Constantine Y La Muerte

John Constantine, el mago y estafador más descarado del universo, siempre ha jugado con la delgada línea que separa la vida de la muerte. Pero esta vez, esa línea se desdibujó de una manera inesperada.

Una noche en Londres, después de una de sus habituales visitas al pub, John regresó a su apartamento. La botella de whisky en su mano estaba casi vacía, y su gabardina, desgastada por los años, apenas lograba protegerlo del frío nocturno. Al entrar, no encendió las luces; la penumbra y el olor a tabaco eran compañía suficiente.

Pero esta noche no estaba solo.

En su cama, reclinada como si estuviera esperando una conversación casual, yacía la Muerte misma. Con su figura esquelética y alas negras, parecía más curiosa que amenazante. John, sin inmutarse demasiado, dio un largo trago al whisky y comentó:
—¿Te cansaste de llevarme a rastras o solo viniste a disfrutar de mi maravillosa compañía?

La Muerte sonrió (o al menos lo intentó).
—No todas las noches se tiene la oportunidad de conversar con alguien que me esquiva tan a menudo, Constantine. Pensé que era hora de que nos conociéramos mejor.

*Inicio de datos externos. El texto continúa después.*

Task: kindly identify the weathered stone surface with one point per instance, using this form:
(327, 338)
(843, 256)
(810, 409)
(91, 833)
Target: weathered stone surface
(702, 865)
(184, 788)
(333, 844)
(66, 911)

John dejó caer su abrigo al suelo, sacó otro cigarrillo y se dejó caer junto a ella en la cama. Rodeado de botellas vacías y cenizas, el ambiente era un retrato perfecto de su vida caótica.
—Si estás aquí para llevarme, dame cinco minutos más. Tengo un cigarro que terminar.

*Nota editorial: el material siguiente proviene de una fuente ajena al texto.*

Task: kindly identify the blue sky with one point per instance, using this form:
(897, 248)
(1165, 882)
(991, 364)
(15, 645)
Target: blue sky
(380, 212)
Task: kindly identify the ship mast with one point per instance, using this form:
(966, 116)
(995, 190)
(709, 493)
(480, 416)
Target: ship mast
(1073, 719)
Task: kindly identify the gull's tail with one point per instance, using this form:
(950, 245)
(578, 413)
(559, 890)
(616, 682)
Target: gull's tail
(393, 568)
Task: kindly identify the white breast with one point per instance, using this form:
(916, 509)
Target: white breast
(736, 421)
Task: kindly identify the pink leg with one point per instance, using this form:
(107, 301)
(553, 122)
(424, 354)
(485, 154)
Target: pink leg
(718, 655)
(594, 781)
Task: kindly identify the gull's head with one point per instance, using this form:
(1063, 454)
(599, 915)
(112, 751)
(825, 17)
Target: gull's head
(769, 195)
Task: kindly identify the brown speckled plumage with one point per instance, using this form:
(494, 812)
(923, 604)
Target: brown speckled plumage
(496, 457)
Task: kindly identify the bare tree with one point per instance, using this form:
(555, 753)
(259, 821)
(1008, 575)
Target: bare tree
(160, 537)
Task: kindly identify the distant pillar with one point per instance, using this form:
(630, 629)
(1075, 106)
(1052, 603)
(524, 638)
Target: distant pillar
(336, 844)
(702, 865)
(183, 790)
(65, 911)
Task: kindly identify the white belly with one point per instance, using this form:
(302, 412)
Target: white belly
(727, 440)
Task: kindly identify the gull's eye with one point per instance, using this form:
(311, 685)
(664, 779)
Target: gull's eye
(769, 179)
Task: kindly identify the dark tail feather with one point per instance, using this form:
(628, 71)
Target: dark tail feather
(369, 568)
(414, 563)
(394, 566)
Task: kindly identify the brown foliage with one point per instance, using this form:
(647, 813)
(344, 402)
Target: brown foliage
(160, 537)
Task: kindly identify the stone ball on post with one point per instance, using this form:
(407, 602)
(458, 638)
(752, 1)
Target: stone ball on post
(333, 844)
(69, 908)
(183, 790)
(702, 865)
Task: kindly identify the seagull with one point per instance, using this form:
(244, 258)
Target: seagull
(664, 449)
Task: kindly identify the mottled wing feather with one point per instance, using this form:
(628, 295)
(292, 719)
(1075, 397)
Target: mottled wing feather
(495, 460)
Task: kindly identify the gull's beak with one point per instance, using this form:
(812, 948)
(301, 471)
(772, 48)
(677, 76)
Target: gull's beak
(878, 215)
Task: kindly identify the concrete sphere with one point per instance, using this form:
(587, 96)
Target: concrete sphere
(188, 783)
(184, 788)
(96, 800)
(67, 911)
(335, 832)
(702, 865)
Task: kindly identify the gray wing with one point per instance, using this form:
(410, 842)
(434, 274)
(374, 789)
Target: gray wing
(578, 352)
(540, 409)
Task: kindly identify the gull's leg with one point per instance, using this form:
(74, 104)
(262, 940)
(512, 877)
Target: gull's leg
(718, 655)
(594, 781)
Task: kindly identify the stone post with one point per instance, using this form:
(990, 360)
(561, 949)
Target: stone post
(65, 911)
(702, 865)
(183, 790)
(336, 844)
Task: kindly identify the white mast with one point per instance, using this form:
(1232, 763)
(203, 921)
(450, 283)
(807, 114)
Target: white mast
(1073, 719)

Pero la Muerte no estaba allí para llevárselo. Habían venido a un punto en el que incluso ella, la personificación del final, quería entender qué impulsaba a John a seguir adelante, a luchar por el bien mientras acumulaba más pecados que cualquiera.

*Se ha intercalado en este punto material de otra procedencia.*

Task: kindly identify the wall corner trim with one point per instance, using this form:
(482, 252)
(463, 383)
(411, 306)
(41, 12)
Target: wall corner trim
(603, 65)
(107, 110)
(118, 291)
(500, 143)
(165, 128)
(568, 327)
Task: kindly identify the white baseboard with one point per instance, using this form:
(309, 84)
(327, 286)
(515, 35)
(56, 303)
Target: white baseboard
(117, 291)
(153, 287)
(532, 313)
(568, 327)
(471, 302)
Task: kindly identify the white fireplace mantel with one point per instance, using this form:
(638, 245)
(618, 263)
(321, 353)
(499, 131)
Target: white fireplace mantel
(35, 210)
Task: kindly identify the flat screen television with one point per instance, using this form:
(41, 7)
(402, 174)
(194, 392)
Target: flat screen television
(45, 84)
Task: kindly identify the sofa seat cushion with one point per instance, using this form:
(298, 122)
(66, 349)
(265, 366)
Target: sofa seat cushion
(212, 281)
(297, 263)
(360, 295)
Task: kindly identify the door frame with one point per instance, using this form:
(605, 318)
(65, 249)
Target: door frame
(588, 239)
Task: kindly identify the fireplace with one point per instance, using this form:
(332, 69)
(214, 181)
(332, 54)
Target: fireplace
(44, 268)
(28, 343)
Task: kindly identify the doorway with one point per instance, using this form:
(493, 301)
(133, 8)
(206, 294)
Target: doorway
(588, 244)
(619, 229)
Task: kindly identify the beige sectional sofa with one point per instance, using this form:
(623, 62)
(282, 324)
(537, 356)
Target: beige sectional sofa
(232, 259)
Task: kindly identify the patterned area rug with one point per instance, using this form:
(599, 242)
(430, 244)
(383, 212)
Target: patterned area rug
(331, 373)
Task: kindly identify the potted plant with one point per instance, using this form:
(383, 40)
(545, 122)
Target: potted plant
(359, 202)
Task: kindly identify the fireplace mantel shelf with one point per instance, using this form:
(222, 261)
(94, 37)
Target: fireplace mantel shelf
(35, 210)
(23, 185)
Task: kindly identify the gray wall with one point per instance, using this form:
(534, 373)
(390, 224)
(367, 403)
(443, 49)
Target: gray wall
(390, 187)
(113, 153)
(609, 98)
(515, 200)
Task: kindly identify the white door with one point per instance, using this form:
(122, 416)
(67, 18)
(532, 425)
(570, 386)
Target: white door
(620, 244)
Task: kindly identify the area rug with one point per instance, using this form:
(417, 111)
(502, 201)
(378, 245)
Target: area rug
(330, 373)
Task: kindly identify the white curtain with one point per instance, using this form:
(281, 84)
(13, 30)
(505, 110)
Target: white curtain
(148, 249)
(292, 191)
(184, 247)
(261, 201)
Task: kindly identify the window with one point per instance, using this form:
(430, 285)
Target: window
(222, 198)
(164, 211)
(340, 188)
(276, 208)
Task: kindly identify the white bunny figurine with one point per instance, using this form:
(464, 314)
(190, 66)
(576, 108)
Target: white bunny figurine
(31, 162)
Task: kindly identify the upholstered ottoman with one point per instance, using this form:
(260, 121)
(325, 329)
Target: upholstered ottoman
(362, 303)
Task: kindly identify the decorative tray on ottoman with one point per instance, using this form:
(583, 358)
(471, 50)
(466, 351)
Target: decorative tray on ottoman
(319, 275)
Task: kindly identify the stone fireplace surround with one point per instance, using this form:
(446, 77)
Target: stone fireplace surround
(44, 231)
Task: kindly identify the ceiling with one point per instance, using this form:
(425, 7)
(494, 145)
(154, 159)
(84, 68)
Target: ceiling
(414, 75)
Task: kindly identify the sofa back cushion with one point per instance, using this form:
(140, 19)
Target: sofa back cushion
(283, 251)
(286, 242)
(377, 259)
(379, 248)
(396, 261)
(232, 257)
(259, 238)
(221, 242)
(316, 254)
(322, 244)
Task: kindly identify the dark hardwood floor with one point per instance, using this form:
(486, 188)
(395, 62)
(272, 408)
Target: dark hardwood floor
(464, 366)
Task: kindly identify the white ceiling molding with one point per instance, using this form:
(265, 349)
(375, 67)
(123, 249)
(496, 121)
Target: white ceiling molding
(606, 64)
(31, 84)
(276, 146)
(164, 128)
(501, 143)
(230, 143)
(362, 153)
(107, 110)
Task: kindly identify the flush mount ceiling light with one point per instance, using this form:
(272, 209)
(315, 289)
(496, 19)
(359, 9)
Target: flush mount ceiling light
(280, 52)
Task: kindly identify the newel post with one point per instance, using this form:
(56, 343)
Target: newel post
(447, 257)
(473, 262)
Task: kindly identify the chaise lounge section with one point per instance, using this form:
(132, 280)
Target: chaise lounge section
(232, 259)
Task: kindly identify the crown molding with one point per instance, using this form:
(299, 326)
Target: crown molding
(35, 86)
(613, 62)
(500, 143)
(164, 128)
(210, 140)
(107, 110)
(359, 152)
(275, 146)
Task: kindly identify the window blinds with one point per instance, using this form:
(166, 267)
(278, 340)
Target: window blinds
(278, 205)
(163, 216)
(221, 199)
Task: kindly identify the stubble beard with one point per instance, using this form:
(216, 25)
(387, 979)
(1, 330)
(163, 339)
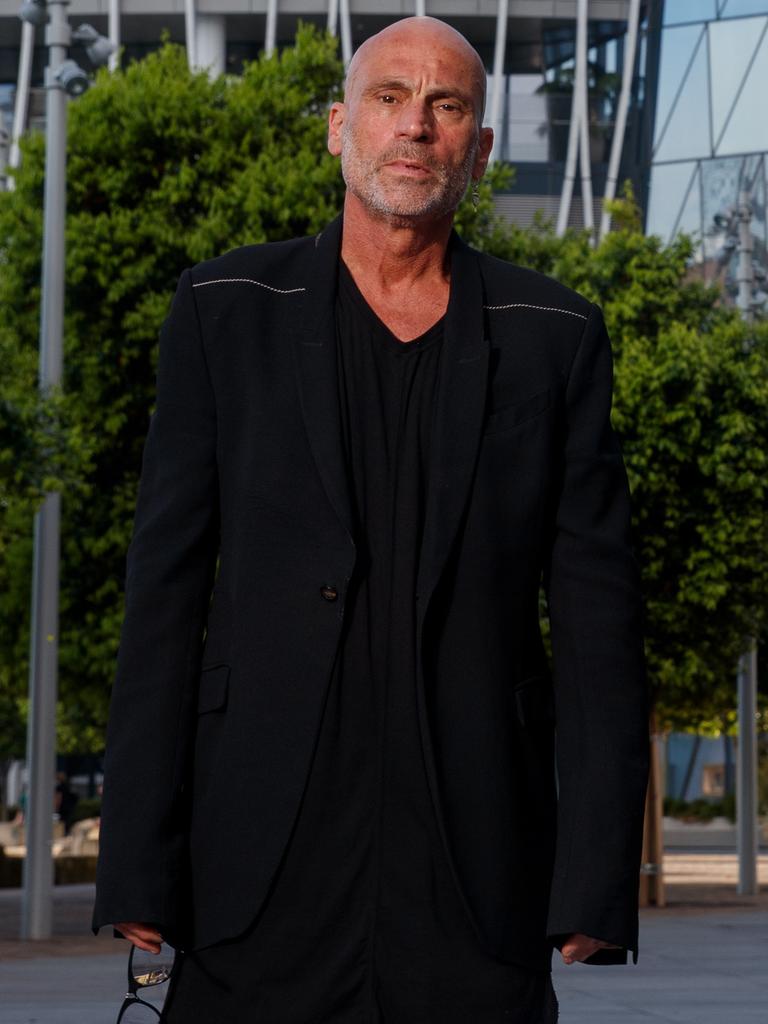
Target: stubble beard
(404, 200)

La noche transcurrió entre charlas sobre lo absurdo de la existencia, los errores que Constantine nunca logró enmendar y las personas que había perdido en el camino. En un momento, John, con los ojos entrecerrados por el cansancio y la bebida, preguntó:
—¿Crees que todavía hay redención para un alma como la mía?

La Muerte no respondió de inmediato. En cambio, apoyó una de sus manos huesudas en el hombro de John y susurró:
—El hecho de que sigas preguntándolo ya es respuesta suficiente.

Cuando el amanecer comenzó a colarse por las grietas de las persianas, la Muerte se levantó. John, todavía medio dormido, murmuró:
—¿Volverás?

La Muerte sonrió una vez más.
—Siempre estoy cerca, Constantine. Pero por ahora, todavía tienes trabajo que hacer.

Y así, cuando el sol finalmente iluminó su habitación desordenada, John se despertó con un dolor de cabeza monstruoso, pero con un renovado sentido de propósito. Sabía que no podía cambiar el pasado, pero mientras tuviera una oportunidad más, seguiría desafiando incluso a la Muerte misma.